ECS in Social Anxiety

A review article published in the January 2022 issue of the Brazilian Journal of Psychiatry3  examined the role of the ECS in social anxiety disorder. According to the National Institute of Mental Health, social anxiety disorder is distinguished from everyday nervousness or shyness by “an intense, persistent fear of being watched and judged by others.” Risk may be genetic, and treatment generally consists of psychotherapy, group support, and/or medication including benzodiazepines, or “benzos,” and selective serotonin reuptake inhibitors, or SSRIs.

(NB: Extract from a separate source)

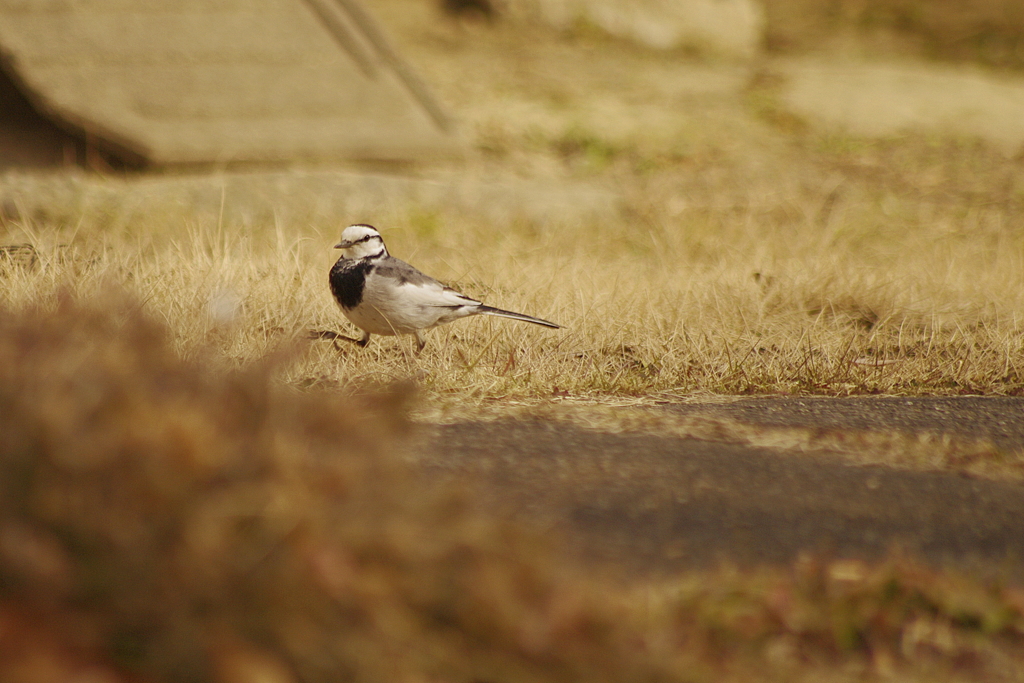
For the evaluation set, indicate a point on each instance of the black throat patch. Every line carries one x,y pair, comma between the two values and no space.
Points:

But as the authors of the recent review argue, there may also be a role for drugs, including FAAH-inhibitors, that target the endocannabinoid system due to its involvement in the regulation of stress, anxiety, and social behavior, and its interactions with the neurotransmitters serotonin and norepinephrine and the hormone oxytocin. A double-blind, randomized, placebo-controlled “proof of concept study” in 2020 involving 149 social anxiety disorder patients found that a FAAH-inhibiting compound was well tolerated and for some elicited a significant reduction in anxiety.4

Research remains in the very early stages, yet “overall, the ECS presents as a potential biological pathway in the pathophysiology of social anxiety disorder and as promising avenue for developing novel therapeutic approaches,” the authors conclude.

Nate Seltenrich, an independent science journalist based in the San Francisco Bay Area, covers a wide range of subjects including environmental health, neuroscience, and pharmacology.